Adesso, una perizia medico-legale sembra scagionare l’imputato. Infatti, il medico legale nominato dal giudice Giusi Montericcio su richiesta dell’avvocato Vito Daniele Cimiotta ha stabilito, dando di fatto ragione alla difesa, che ad un soggetto di quell’età “occorrono più di due minuti per percorrere 130 metri con una frattura pertrocanterica scomposta”. La distanza è quella tra il luogo dell’attentato incendiario e quella dove il Giacalone venne trovato dalla polizia.

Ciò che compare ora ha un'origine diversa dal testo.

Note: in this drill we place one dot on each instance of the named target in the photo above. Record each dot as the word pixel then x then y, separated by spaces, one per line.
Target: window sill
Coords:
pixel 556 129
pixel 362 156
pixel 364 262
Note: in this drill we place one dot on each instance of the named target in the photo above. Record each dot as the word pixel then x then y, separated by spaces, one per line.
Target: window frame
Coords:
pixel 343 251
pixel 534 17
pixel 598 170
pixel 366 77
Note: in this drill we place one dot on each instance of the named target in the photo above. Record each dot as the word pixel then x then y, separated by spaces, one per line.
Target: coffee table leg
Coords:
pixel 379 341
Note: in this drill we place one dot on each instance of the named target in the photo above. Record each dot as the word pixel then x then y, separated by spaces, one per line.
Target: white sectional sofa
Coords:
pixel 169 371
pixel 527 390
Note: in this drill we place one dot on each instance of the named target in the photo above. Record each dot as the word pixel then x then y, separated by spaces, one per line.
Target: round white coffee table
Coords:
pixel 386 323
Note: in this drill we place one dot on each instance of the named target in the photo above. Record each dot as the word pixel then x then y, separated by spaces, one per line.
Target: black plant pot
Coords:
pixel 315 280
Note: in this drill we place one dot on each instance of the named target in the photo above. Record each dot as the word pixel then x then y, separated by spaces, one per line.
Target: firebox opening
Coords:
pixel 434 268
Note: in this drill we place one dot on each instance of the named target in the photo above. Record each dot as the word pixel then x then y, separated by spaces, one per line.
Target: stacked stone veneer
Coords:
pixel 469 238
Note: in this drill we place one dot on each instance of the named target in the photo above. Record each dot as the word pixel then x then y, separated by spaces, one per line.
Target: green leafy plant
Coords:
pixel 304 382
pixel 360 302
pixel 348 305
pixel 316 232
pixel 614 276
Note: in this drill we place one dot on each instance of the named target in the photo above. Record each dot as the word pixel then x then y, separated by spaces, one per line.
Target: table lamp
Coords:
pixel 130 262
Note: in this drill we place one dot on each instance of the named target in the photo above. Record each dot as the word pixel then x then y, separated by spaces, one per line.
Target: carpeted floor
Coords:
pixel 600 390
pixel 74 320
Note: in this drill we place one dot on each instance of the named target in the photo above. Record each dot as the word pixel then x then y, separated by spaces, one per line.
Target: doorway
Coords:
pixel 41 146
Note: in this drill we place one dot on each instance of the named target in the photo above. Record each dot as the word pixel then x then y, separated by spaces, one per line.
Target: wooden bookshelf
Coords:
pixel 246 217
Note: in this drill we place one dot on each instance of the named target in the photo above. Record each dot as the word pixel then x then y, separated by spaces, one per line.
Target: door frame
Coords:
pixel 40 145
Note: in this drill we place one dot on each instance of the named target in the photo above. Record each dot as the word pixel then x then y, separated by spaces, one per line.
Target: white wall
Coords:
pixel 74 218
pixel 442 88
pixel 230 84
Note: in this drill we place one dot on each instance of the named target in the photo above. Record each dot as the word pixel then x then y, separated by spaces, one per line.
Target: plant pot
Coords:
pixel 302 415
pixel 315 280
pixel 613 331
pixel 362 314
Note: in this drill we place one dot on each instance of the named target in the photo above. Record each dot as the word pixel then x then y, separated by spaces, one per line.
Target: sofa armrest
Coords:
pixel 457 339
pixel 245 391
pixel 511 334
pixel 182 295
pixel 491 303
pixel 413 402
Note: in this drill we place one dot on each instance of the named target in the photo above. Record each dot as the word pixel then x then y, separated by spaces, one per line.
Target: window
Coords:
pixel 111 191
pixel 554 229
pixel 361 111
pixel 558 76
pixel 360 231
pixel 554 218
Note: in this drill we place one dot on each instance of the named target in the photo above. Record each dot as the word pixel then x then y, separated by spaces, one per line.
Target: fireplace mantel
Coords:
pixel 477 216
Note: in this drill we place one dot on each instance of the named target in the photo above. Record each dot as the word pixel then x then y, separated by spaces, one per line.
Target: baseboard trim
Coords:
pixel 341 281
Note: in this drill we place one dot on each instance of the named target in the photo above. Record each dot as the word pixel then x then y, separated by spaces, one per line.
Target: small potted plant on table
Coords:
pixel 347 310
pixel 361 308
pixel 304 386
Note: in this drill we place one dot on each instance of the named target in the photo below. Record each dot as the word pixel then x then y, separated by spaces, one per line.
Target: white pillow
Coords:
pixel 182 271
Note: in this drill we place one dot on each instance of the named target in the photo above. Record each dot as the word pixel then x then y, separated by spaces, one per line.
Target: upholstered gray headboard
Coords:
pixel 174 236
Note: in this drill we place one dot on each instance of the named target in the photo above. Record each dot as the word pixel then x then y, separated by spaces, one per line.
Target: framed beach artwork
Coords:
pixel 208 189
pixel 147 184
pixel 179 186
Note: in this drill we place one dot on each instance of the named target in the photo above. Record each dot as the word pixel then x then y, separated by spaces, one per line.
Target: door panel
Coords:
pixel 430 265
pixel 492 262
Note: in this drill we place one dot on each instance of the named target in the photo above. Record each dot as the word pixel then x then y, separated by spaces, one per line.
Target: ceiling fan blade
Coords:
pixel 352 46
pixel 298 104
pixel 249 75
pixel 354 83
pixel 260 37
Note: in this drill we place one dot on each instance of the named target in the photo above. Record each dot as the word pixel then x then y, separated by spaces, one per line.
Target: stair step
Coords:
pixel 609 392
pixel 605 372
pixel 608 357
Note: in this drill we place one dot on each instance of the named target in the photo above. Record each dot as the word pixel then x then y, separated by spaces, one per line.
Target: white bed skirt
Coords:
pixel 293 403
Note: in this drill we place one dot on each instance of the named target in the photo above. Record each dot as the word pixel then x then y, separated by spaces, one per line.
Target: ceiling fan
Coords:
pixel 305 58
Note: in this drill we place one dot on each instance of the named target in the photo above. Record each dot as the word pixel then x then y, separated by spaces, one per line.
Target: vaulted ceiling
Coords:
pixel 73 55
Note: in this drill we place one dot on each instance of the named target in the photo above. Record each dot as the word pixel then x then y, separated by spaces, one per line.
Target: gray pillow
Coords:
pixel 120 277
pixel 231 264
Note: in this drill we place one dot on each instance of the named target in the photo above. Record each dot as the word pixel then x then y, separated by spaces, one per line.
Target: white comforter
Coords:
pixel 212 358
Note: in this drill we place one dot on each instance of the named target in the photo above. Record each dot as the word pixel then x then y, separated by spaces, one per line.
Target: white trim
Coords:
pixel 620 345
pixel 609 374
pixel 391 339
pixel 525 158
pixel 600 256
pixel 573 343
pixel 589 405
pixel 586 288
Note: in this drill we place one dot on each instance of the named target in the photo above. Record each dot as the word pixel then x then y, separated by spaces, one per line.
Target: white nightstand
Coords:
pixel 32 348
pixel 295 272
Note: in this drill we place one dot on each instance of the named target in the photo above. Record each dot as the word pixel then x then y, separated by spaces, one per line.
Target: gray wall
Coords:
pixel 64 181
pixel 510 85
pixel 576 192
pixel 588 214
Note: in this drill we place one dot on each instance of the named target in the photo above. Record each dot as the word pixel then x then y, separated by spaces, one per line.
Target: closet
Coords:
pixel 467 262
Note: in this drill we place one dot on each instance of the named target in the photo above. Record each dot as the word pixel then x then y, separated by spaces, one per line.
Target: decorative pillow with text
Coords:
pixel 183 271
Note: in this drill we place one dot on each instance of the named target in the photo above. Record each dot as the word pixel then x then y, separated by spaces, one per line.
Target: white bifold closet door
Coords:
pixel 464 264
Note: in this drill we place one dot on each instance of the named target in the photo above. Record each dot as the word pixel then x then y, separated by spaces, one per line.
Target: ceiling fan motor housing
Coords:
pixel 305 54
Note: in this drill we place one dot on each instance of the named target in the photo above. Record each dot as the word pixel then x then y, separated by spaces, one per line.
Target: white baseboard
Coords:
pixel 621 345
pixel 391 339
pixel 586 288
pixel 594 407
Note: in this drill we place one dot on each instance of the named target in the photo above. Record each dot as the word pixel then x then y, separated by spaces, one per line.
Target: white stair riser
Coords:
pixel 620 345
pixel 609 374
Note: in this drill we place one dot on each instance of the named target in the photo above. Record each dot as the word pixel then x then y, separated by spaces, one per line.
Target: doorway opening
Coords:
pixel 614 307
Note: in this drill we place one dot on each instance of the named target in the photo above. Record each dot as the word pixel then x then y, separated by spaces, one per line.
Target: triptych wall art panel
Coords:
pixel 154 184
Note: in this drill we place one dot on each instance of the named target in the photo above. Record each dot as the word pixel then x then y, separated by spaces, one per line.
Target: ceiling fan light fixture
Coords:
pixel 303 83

Lui disse di essere stato investito poco prima da un’auto pirata. Ma non fu creduto. Per gli investigatori, invece, si era ferito nell’attentato. E per questo motivo è finito pure a processo per truffa ad una compagnia assicurativa. Ora, l’esito della perizia potrebbe avere conseguenze su entrambi i processi. Quello per truffa si tiene a Bologna. “C'è qualche cosa che non va nei tempi – aveva sostenuto l’avvocato Cimiotta - Il soggetto che viene ripreso dalle telecamere a 130 metri di distanza dal luogo dell'incendio potrebbe non essere lo stesso trovato seduto nella via Mantova. Il primo soggetto, con due fratture all'anca, avrebbe percorso 130 metri in due minuti. Secondo la Procura sarebbe lo stesso che avrebbe percorso gli ultimi 20 metri in 5 minuti. Com’è possibile che per 130 metri ci stia due minuti e per 20 metri 5 minuti?”. Secondo l’accusa, il Giacalone, per allontanare da se i sospetti quale possibile autore dell’attentato incendiario, avrebbe presentato in Commissariato denuncia contro ignoti affermando che quella notte, intorno alle 3, in via Leto, una Fiat Panda lo investì, fuggendo subito dopo. Per questo, è accusato anche di simulazione di reato. Ma la difesa ha evidenziato anche altre incongruenze nella fase delle indagini. A mandare, infatti, sotto processo il Giacalone sono stati un cappellino trovato sul luogo dell’attentato e le scarpe del sospettato autore, che per otto mesi, però, prima di essere analizzati dal Ris, sono stati nello stesso plico. E quindi, secondo la difesa, ci potrebbe essere stata “contaminazione” tra i due reperti. E ciò l’avvocato Cimiotta lo ha posto in rilievo quando in Tribunale sono stati ascoltati i carabinieri del Ris di Messina, che a suo tempo avevano effettuato una analisi chimica di alcuni indumenti impregnati di benzina, uno dei quali, il cappellino, era stato trovato sul luogo, mentre altri, e cioè le scarpe indossate dal Giacalone, erano state prese dopo. E davanti al giudice Montericcio, su sollecitazione dell’avvocato Cimiotta, i militari Ris hanno confermato quanto sostenuto dal legale. E cioè che le scarpe e il cappellino sono stati conservati per otto mesi all'interno dello stesso plico, motivo per cui potrebbe esserci stata una “contaminazione”. L’incendio danneggiò le parti gommate ed elettriche del “ragno” e lo stesso autore dell’attentato, secondo l’accusa, rimase ferito.